A iniciar o seu mandato como Ministra da Agricultura, a FPAS esteve à conversa com Maria do Céu Antunes para conhecer os planos do XXII Governo para o sector da suinicultura:
FPAS: A Produção pecuária e a agricultura em geral, têm vindo a dotar-se de uma série de inovações e a informatizar-se de tal forma que, hoje em dia, é possível, no âmbito da agricultura de precisão e de produção pecuária, fornecer a animais e plantas os nutrientes que precisam na exata quantidade que eles precisam. O que é por um lado visto como um avanço e como uma forma de usar adequadamente os recursos naturais, é visto, por outro, como um atentado da produção intensiva a esses mesmos recursos naturais. Como se posiciona o Ministério da Agricultura em relação a estas questões?
MCA: A agricultura e a pecuária de precisão permitem, a montante, que sejamos mais eficientes na utilização dos nossos recursos. Poderemos usar menos água, menos fertilizantes, menos produtos fitofarmacêuticos para o mesmo nível de produção. Desta forma estamos claramente a contribuir para um uso mais sustentável dos recursos naturais, perfeitamente em linha com o objetivo governativo que é promover uma agricultura mais sustentável.
Este uso mais eficiente dos recursos permite-nos também reduzir os impactes ambientais das atividades agrícola e pecuária.

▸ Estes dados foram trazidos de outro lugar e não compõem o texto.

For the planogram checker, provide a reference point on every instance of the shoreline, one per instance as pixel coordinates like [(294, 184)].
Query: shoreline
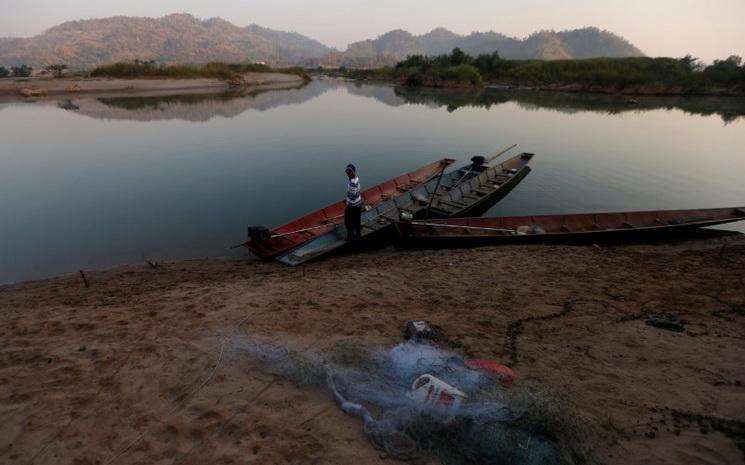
[(641, 91), (11, 89), (106, 364)]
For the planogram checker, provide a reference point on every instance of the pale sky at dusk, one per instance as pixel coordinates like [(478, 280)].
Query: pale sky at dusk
[(706, 29)]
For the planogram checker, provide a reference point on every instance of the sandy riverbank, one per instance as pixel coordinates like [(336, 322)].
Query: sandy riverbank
[(135, 369), (11, 89)]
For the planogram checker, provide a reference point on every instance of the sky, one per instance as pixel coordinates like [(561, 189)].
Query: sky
[(705, 29)]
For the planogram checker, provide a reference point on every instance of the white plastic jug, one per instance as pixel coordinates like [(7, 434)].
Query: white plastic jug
[(433, 392)]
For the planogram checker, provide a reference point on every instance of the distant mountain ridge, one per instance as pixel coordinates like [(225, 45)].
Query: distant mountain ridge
[(182, 38), (589, 42), (176, 38)]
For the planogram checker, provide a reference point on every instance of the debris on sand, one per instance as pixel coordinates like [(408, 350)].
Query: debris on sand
[(416, 399), (666, 321)]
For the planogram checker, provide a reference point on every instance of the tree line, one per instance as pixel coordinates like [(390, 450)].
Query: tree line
[(25, 71), (686, 74)]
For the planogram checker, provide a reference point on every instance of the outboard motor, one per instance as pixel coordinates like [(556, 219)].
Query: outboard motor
[(478, 162), (259, 233)]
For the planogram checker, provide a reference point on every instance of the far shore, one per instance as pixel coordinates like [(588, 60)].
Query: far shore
[(639, 90), (36, 88)]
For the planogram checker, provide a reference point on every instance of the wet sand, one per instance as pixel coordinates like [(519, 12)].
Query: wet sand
[(143, 366), (10, 89)]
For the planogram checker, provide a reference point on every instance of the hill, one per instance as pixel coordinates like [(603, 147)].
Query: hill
[(176, 38), (182, 38), (544, 45)]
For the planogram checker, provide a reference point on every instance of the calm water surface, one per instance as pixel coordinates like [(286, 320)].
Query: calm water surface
[(89, 183)]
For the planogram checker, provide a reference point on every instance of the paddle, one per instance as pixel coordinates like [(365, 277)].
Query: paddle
[(458, 226)]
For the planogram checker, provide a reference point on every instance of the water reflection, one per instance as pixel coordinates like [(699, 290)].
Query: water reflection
[(92, 182), (203, 107)]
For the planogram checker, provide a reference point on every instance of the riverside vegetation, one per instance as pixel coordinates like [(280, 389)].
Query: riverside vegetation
[(219, 70), (626, 75)]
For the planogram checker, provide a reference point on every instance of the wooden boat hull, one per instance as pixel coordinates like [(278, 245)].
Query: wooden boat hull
[(569, 229), (319, 222), (456, 193)]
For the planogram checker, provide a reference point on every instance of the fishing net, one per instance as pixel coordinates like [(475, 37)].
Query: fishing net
[(493, 425)]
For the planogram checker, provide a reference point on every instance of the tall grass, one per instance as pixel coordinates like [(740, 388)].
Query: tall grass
[(210, 70), (683, 74)]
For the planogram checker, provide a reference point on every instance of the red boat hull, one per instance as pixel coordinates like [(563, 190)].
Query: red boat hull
[(296, 232)]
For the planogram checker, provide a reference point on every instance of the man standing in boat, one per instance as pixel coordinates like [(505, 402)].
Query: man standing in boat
[(353, 212)]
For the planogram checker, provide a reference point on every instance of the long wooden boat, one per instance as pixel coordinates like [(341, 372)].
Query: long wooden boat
[(319, 222), (570, 228), (471, 189)]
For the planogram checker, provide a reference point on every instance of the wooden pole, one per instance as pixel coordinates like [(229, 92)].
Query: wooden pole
[(437, 186), (85, 281)]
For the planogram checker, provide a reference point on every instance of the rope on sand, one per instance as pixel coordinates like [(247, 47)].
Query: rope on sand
[(178, 405)]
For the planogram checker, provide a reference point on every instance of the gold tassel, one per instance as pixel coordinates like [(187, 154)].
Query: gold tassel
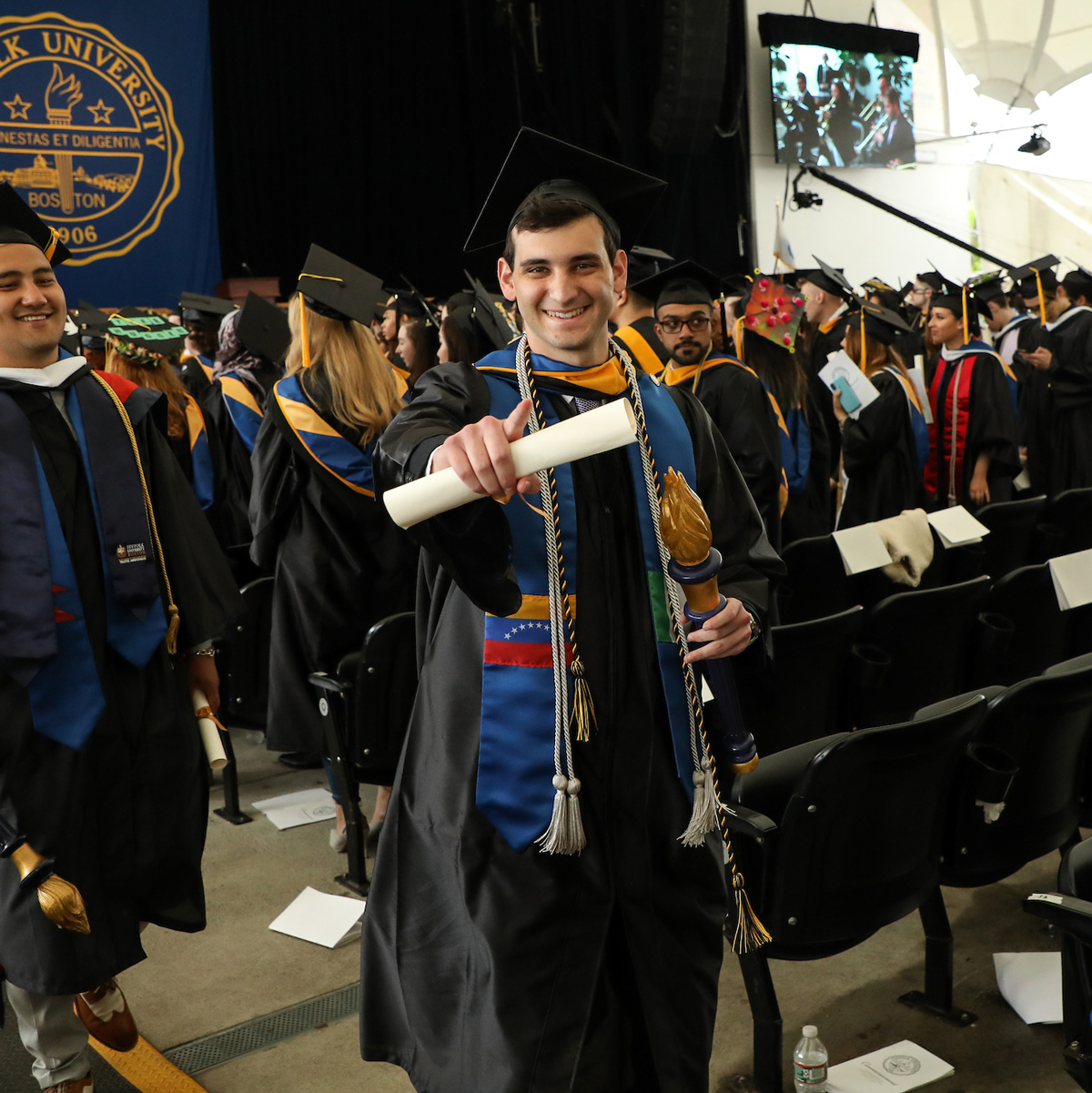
[(584, 711), (750, 934), (172, 638)]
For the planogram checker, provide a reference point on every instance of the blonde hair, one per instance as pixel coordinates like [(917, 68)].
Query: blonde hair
[(878, 355), (159, 379), (362, 386)]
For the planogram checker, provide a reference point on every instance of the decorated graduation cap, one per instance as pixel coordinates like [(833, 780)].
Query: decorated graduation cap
[(645, 262), (207, 310), (774, 309), (145, 338), (541, 167), (20, 223), (683, 283), (262, 328), (1077, 282), (830, 280)]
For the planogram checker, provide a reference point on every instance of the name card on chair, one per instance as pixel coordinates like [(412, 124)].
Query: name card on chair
[(1072, 580), (862, 549), (956, 527)]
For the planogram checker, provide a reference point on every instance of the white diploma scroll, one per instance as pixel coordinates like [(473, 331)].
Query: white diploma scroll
[(588, 434), (210, 734)]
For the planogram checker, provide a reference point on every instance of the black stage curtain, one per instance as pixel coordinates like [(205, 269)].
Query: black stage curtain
[(376, 129)]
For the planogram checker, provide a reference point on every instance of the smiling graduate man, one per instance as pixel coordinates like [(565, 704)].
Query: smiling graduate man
[(103, 782), (537, 920)]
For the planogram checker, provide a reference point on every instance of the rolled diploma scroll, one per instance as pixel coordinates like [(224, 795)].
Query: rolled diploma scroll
[(588, 434), (210, 734)]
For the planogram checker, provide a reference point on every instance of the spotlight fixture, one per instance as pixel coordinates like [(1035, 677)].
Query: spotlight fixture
[(1037, 145)]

A preocupação com os nitratos e os resíduos de pesticidas estão já bastante sedimentadas em todos nós e assumem-se como questões devidamente reguladas pela legislação nacional e comunitária. No entanto, atualmente enfrentamos um desafio estratégico: respondermos às alterações climáticas e fazermos uma transição justa para uma sociedade descarbonizada. E as soluções de precisão dão também o seu contributo.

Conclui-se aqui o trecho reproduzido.